Valve’s new Steam Machine is positioned as a “living-room PC” — but can it truly replace standalone consoles? Digital Foundry has shared its initial impressions. Since the Steam Deck launched in 2022, Valve has steadily expanded the ecosystem, proving that Linux and SteamOS can reliably run many games built for Windows.

The Steam Machine feels like the natural next step. It preserves the Deck’s straightforward, stable approach while being optimized for TV use. Digital Foundry places its performance somewhere between the Xbox Series S and the standard PS5.

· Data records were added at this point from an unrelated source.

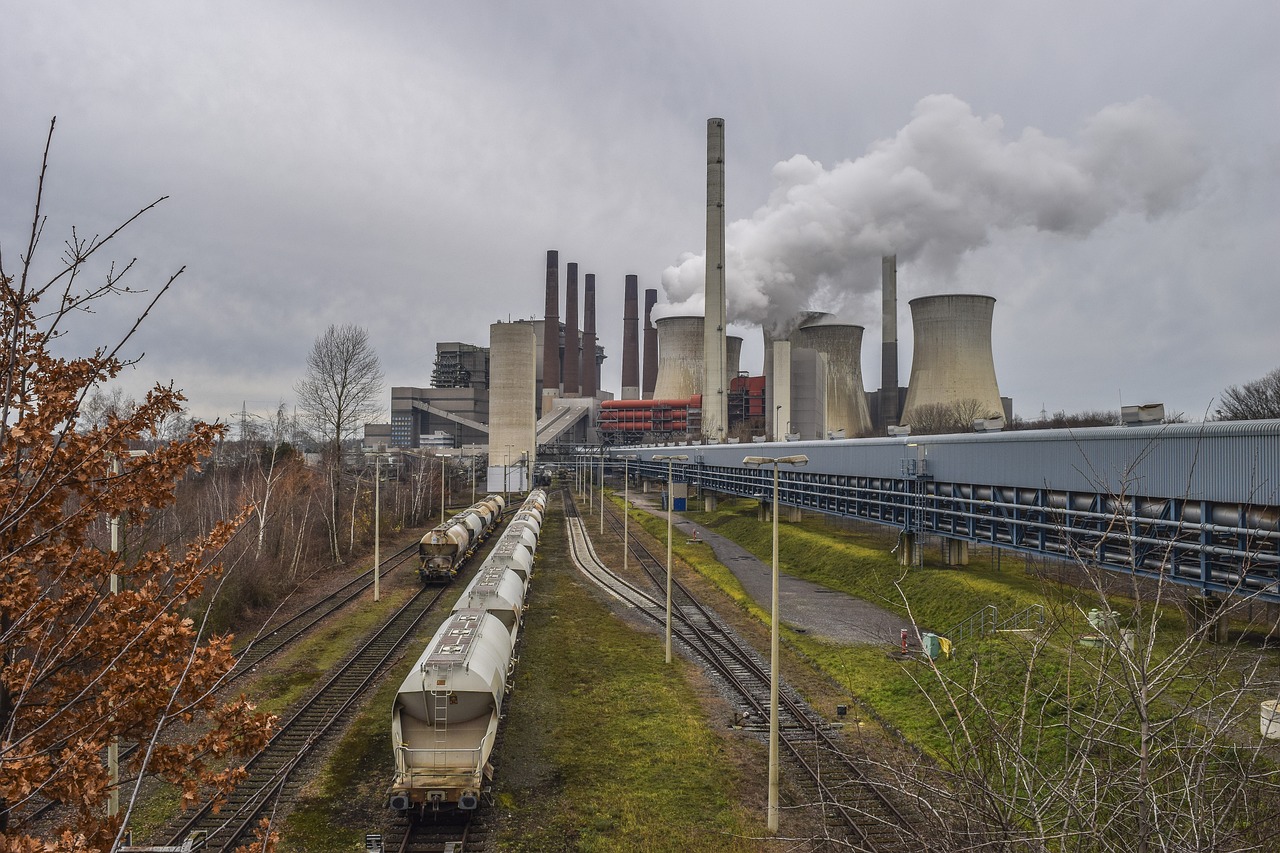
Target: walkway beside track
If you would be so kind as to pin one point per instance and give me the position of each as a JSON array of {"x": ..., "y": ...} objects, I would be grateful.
[{"x": 827, "y": 614}]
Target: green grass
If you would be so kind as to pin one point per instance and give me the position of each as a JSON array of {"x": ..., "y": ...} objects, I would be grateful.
[
  {"x": 348, "y": 797},
  {"x": 607, "y": 747}
]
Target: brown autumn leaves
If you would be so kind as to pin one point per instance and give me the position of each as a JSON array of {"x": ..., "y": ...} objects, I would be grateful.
[{"x": 80, "y": 665}]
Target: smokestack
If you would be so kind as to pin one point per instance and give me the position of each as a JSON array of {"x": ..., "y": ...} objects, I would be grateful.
[
  {"x": 590, "y": 375},
  {"x": 572, "y": 360},
  {"x": 551, "y": 329},
  {"x": 650, "y": 345},
  {"x": 714, "y": 391},
  {"x": 888, "y": 341},
  {"x": 630, "y": 341}
]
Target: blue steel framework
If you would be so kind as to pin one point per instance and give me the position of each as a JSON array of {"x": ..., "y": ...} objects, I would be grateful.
[{"x": 1193, "y": 503}]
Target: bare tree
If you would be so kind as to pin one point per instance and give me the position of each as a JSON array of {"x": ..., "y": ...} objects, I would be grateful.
[
  {"x": 1107, "y": 730},
  {"x": 97, "y": 643},
  {"x": 958, "y": 416},
  {"x": 339, "y": 393},
  {"x": 1257, "y": 400}
]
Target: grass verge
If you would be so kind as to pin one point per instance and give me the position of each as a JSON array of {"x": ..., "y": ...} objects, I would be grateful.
[{"x": 607, "y": 747}]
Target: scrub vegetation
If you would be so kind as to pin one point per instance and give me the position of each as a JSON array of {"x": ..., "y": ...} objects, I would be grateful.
[{"x": 1130, "y": 730}]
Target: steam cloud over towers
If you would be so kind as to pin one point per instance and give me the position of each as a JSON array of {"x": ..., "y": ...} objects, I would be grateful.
[{"x": 942, "y": 186}]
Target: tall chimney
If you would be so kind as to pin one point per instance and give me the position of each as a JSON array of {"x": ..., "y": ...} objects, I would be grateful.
[
  {"x": 888, "y": 341},
  {"x": 551, "y": 331},
  {"x": 590, "y": 374},
  {"x": 630, "y": 341},
  {"x": 649, "y": 377},
  {"x": 714, "y": 387},
  {"x": 571, "y": 354}
]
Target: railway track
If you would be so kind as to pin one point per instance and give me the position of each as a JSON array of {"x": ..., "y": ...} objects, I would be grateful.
[
  {"x": 270, "y": 771},
  {"x": 283, "y": 634},
  {"x": 451, "y": 834},
  {"x": 856, "y": 812}
]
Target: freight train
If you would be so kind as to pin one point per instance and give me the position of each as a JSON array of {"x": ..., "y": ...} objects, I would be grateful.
[
  {"x": 442, "y": 551},
  {"x": 444, "y": 720}
]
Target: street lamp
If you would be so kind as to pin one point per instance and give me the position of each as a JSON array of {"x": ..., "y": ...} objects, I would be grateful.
[
  {"x": 378, "y": 519},
  {"x": 113, "y": 747},
  {"x": 506, "y": 469},
  {"x": 442, "y": 488},
  {"x": 626, "y": 506},
  {"x": 773, "y": 632},
  {"x": 670, "y": 459}
]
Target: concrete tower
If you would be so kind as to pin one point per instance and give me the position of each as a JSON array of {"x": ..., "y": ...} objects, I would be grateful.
[
  {"x": 630, "y": 341},
  {"x": 680, "y": 357},
  {"x": 771, "y": 341},
  {"x": 951, "y": 363},
  {"x": 716, "y": 384},
  {"x": 888, "y": 402},
  {"x": 846, "y": 397},
  {"x": 551, "y": 331},
  {"x": 572, "y": 356},
  {"x": 732, "y": 355},
  {"x": 649, "y": 375},
  {"x": 590, "y": 373},
  {"x": 512, "y": 397}
]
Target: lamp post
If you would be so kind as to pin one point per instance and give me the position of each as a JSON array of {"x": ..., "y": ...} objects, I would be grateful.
[
  {"x": 113, "y": 747},
  {"x": 506, "y": 475},
  {"x": 442, "y": 488},
  {"x": 626, "y": 506},
  {"x": 776, "y": 461},
  {"x": 670, "y": 459}
]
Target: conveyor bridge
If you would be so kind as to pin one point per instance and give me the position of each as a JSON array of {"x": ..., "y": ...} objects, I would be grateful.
[{"x": 1193, "y": 503}]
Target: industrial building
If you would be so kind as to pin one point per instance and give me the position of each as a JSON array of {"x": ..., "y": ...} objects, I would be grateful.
[{"x": 690, "y": 384}]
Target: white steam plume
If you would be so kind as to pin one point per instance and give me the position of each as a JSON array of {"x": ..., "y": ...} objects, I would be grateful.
[{"x": 938, "y": 188}]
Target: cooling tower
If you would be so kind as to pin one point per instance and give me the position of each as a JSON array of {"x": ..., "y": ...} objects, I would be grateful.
[
  {"x": 590, "y": 369},
  {"x": 716, "y": 383},
  {"x": 512, "y": 391},
  {"x": 649, "y": 375},
  {"x": 680, "y": 357},
  {"x": 572, "y": 356},
  {"x": 951, "y": 364},
  {"x": 732, "y": 355},
  {"x": 846, "y": 397},
  {"x": 798, "y": 320},
  {"x": 551, "y": 329},
  {"x": 630, "y": 341}
]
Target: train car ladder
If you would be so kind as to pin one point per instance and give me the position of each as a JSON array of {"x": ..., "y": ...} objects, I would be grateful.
[{"x": 440, "y": 706}]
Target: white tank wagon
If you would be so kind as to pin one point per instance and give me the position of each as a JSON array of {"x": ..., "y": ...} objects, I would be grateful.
[
  {"x": 443, "y": 550},
  {"x": 497, "y": 591},
  {"x": 444, "y": 719}
]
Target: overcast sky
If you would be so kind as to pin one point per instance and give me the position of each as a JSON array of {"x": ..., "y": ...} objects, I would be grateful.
[{"x": 1109, "y": 172}]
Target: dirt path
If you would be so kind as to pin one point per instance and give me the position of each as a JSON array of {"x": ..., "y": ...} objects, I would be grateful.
[{"x": 805, "y": 606}]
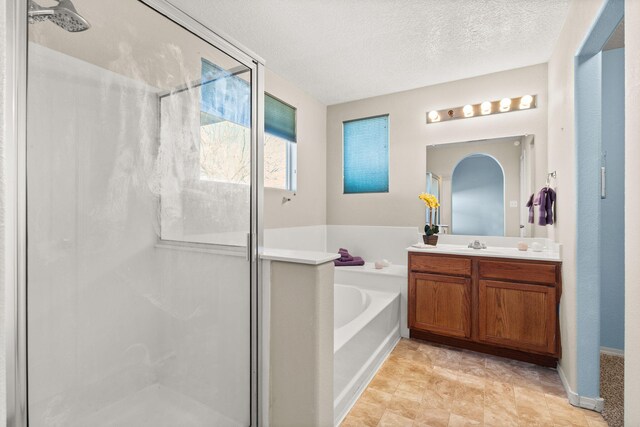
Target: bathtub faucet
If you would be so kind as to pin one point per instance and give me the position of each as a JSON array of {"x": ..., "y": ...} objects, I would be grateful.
[{"x": 477, "y": 245}]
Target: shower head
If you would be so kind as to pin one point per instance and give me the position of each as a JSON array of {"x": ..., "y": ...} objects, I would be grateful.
[{"x": 64, "y": 15}]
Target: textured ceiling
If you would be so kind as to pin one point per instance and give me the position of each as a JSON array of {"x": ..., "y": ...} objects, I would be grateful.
[{"x": 342, "y": 50}]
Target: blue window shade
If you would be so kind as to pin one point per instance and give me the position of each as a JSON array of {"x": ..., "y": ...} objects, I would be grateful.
[
  {"x": 279, "y": 118},
  {"x": 223, "y": 96},
  {"x": 366, "y": 155}
]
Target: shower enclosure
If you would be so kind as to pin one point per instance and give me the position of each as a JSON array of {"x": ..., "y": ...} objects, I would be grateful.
[{"x": 140, "y": 191}]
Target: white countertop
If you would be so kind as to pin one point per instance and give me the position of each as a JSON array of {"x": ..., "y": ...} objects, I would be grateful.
[
  {"x": 298, "y": 257},
  {"x": 398, "y": 270},
  {"x": 490, "y": 252}
]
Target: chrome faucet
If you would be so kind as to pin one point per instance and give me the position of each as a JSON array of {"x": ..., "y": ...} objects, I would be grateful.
[{"x": 477, "y": 245}]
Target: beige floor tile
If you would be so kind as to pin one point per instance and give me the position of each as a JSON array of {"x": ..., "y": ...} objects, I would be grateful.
[
  {"x": 402, "y": 406},
  {"x": 499, "y": 393},
  {"x": 530, "y": 397},
  {"x": 365, "y": 414},
  {"x": 431, "y": 417},
  {"x": 594, "y": 422},
  {"x": 410, "y": 395},
  {"x": 534, "y": 415},
  {"x": 470, "y": 394},
  {"x": 441, "y": 371},
  {"x": 386, "y": 384},
  {"x": 439, "y": 392},
  {"x": 470, "y": 410},
  {"x": 435, "y": 385},
  {"x": 553, "y": 387},
  {"x": 563, "y": 414},
  {"x": 500, "y": 418},
  {"x": 390, "y": 419},
  {"x": 375, "y": 397},
  {"x": 408, "y": 343},
  {"x": 458, "y": 421}
]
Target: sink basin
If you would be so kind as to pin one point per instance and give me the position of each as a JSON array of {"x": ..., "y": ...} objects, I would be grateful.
[{"x": 479, "y": 251}]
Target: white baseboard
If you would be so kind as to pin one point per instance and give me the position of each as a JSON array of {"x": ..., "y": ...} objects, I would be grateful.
[
  {"x": 612, "y": 351},
  {"x": 592, "y": 403}
]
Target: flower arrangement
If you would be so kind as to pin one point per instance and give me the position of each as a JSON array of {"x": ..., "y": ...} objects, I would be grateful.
[{"x": 431, "y": 203}]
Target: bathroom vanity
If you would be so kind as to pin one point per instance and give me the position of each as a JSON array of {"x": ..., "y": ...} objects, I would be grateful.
[{"x": 503, "y": 303}]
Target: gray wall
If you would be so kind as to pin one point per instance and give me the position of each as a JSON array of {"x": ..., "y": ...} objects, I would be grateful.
[
  {"x": 409, "y": 135},
  {"x": 612, "y": 230}
]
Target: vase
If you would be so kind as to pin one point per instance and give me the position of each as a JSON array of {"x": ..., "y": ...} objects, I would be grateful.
[{"x": 430, "y": 240}]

The build quality earns praise: a compact cube reminiscent of a truncated Xbox Series X, a substantial heatsink and quiet cooling driven by a single fan. Inside sits a semi-custom AMD chip — a 6-core Zen 4 CPU paired with an RDNA 3 GPU featuring 28 CUs, likely a variant of the RX 7600 with a TDP in the 110–130 W range.

The main limitation is 8 GB of GDDR6 VRAM, which could bottleneck AAA titles at 4K. Valve is aiming for 4K/60 FPS with FSR, but achieving that will require reduced detail levels and minimal ray tracing. SteamOS will automatically tune settings to suit the hardware.

The Steam Machine is aimed at the average gamer rather than hardcore enthusiasts. Users can replace M.2 drives and SODIMM RAM, and the chassis uses magnetic panels. There are alternative tops — including a wooden option and an e-ink prototype — though Valve hasn’t committed to selling those accessories.

Price remains the decisive factor. A $399 price point could position the device as a serious console alternative. Digital Foundry is cautiously optimistic: with the right mix of performance, low noise and affordability, the Steam Machine could be a real rival to the PS5.